Omar: Getting introduced to the Mapillary product gave me a high-level overview of how huge, global mapping systems are built, which was always an intriguing concept to me. I'm really thankful that I got to be part of its development even for this brief period, and hopefully can contribute to future development as well. Geospatial data analysis is a vast, new, and very interesting domain of knowledge to me. I'm looking forward to learning more about it and its applications. Of course, working on a Facebook project is an extremely interesting experience for me both professionally and personally. It comes without question that there was always something new to learn from more experienced and knowledgeable engineers.

What advice do you have for future contributors to this project?

Saif: Always, always feel free to ask as many questions as possible. I had some moments writing the code where I said to myself: “Is this good enough? Can it be better?” The answer always is, yes, everything can be improved.

Take it slow and have fun when you're making something! That's the spirit of open source - making something you believe has value, all the while having fun when you're working on the project in your own way. It doesn't have to be writing code all day long. It can be documentation, giving feature request/feedback/roadmap ideas, writing tutorials, or sharing stories about how the project is useful for you and others.

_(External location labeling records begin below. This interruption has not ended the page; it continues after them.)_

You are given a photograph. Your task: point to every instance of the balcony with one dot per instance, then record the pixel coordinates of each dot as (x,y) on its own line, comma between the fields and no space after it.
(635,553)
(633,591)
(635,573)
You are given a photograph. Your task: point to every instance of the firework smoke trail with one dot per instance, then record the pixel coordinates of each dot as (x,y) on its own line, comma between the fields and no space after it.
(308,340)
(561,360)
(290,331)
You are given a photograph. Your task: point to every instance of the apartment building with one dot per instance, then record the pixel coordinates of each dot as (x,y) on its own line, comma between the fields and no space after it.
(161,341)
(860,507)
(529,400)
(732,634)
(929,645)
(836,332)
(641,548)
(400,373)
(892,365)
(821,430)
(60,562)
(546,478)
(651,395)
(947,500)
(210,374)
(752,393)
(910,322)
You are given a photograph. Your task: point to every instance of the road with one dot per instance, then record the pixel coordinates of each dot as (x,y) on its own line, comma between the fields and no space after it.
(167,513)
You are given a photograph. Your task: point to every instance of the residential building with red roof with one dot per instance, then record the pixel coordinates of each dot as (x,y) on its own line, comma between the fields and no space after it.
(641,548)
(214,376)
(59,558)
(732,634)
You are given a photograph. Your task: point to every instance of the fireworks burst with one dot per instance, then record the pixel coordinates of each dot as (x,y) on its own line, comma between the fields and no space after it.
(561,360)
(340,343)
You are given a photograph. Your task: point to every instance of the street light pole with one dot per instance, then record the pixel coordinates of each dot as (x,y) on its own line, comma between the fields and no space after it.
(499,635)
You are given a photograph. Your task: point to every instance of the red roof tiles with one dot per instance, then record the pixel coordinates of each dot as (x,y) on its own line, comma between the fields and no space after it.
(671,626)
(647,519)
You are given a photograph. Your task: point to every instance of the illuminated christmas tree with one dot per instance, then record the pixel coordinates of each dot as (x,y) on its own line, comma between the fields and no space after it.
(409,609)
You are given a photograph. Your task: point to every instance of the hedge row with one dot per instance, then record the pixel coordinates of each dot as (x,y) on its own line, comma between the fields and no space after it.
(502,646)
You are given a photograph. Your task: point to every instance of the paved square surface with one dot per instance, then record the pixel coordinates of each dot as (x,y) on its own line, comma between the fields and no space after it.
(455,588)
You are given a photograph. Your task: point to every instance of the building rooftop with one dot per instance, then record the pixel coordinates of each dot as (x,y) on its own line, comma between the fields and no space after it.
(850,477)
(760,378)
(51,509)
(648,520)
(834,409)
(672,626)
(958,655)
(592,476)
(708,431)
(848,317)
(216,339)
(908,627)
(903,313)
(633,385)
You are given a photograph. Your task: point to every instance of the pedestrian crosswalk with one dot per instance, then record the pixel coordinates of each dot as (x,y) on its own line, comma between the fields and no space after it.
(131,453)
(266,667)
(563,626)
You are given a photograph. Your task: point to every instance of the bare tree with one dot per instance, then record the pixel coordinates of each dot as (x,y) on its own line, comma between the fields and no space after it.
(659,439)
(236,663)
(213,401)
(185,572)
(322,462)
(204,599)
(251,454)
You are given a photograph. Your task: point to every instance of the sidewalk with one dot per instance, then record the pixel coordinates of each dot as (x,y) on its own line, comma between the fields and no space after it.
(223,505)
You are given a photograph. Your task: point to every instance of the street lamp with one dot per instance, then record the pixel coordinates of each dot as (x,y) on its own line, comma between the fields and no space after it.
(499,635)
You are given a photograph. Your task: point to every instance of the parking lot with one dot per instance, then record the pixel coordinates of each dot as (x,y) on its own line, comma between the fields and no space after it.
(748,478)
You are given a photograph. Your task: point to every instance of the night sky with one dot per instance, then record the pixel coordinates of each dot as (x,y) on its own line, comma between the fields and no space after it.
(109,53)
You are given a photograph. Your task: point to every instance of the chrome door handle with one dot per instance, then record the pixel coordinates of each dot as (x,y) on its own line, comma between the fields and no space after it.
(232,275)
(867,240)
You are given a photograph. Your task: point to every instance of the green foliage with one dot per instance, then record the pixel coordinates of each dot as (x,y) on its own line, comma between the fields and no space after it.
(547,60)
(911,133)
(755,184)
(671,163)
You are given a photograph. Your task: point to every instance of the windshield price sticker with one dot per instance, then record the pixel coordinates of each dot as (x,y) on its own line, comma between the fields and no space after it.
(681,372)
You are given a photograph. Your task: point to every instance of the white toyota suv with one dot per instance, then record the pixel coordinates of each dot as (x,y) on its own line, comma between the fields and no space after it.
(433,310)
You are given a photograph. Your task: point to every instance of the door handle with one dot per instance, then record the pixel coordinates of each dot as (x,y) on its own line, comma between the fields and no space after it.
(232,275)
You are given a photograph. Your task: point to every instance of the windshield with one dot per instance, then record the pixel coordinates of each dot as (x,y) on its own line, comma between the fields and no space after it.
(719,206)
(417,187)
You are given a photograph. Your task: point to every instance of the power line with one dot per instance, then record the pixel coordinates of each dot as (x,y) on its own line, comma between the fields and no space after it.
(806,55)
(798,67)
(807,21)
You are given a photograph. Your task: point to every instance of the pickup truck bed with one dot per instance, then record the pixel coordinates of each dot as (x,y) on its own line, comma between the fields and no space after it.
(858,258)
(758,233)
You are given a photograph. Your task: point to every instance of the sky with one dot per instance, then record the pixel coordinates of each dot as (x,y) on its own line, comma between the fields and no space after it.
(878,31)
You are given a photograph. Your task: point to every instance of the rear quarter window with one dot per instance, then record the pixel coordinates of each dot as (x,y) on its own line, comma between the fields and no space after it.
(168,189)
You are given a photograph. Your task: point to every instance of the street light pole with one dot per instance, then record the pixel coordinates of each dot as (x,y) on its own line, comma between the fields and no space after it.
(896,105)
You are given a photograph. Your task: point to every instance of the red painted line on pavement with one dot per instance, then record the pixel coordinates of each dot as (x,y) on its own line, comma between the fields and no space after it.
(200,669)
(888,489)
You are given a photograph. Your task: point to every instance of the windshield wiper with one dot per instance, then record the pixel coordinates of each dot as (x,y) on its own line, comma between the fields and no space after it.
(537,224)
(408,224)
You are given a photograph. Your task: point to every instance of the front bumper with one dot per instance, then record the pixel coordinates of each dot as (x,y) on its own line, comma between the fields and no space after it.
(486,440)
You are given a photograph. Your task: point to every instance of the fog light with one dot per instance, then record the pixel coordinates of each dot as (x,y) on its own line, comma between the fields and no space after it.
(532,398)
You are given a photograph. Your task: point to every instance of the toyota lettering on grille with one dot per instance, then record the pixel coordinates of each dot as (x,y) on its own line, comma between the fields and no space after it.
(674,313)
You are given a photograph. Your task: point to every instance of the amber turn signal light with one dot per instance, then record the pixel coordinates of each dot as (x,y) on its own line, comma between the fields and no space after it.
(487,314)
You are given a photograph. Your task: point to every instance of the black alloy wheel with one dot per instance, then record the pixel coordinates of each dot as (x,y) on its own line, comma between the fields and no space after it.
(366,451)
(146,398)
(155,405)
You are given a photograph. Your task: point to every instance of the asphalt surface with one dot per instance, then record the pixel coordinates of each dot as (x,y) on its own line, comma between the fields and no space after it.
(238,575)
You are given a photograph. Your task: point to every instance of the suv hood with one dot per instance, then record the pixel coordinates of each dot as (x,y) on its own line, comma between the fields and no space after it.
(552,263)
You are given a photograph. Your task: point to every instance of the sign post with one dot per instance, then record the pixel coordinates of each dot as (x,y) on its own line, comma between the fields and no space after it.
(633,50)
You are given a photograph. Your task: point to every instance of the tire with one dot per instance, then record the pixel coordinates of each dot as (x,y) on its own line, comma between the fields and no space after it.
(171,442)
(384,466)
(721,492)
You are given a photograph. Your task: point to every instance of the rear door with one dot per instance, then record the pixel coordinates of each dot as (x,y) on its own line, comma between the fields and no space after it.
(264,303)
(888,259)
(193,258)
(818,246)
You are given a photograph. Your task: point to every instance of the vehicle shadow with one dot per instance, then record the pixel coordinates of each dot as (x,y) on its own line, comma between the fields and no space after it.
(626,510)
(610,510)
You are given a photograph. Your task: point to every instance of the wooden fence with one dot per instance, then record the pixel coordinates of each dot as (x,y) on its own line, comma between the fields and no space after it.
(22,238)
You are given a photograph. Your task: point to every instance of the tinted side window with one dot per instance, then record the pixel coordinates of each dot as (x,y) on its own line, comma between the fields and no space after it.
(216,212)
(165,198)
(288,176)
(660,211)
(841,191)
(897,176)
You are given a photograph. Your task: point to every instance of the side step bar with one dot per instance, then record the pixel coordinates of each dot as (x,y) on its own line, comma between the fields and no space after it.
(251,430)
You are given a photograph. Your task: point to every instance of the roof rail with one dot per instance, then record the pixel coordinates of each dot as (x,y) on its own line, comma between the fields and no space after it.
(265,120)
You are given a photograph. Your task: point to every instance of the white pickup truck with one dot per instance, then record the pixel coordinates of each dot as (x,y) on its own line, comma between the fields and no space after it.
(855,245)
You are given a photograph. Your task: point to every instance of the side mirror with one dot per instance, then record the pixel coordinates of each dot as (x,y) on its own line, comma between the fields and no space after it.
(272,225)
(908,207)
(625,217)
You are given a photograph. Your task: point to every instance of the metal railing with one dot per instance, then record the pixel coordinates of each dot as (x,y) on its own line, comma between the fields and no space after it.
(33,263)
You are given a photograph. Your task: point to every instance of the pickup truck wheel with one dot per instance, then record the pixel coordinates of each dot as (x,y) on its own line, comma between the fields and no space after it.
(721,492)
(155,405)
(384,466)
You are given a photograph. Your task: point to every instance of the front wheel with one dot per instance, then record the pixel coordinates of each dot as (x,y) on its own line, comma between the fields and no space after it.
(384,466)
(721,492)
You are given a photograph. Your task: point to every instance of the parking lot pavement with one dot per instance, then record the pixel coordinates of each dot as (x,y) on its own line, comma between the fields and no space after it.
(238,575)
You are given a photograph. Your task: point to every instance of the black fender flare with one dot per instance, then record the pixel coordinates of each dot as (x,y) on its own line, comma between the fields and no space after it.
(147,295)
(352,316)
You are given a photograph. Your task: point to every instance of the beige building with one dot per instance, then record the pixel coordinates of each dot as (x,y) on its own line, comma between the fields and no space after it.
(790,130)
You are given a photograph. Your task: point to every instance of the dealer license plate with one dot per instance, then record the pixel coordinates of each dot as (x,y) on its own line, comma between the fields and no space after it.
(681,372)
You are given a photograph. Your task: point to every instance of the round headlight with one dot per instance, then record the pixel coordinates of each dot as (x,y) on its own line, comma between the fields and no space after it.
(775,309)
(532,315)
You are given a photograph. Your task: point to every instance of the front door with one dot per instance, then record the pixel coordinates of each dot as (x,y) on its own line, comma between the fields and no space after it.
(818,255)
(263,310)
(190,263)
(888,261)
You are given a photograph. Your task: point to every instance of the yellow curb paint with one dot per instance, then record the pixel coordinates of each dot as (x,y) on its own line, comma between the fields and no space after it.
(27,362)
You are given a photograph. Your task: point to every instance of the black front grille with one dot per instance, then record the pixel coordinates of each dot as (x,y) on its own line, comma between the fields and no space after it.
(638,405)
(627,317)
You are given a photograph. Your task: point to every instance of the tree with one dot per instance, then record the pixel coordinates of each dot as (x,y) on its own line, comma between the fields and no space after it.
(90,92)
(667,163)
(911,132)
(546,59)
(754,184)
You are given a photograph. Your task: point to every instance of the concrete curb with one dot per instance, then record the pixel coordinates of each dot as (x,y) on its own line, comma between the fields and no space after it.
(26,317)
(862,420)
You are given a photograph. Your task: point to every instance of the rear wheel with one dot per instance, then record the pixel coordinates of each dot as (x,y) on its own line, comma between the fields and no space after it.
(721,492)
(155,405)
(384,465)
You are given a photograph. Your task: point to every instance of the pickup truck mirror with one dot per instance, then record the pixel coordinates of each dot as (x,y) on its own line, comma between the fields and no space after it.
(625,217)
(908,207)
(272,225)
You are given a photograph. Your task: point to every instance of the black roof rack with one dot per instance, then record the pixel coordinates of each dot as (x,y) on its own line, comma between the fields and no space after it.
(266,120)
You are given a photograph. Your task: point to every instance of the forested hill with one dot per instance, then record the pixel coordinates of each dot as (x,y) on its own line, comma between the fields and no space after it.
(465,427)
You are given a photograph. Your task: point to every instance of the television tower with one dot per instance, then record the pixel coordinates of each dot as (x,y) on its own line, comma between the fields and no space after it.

Overall, working with Saif and Omar was a great experience on our side too--they learned fast but also brought a wealth of technical knowledge, were strong communicators, and creative problem solvers. Their hard work on the foundations of this project will help set it up for a successful future, and serves as a proud example of the future work they will contribute to the open source community as well. A huge thanks to these two for their work, and bravo to the Major League Hacking Fellowship for allowing this collaboration to happen!


Following the advice of Omar and Saif above, there are many ways to get involved contributing to and maintaining the Github repository for the Mapillary Python SDK. As an open source project, this is meant to serve the needs of the developer community and be molded in the future to keep up with growing and changing use cases. Make sure to read the succinct contribution guidelines as you look to get involved.

If you have a feature request, find a bug, or have another idea for contribution and improvement, do not hesitate to open an issue. In the long term, we hope to see new projects and analyses emerge based on this project, and invite you to share how you use the Mapillary Python SDK to solve challenges and find new insights by tagging Mapillary on social media or in the Mapillary forum.

As always, thanks for building with us and helping create a better map of the world!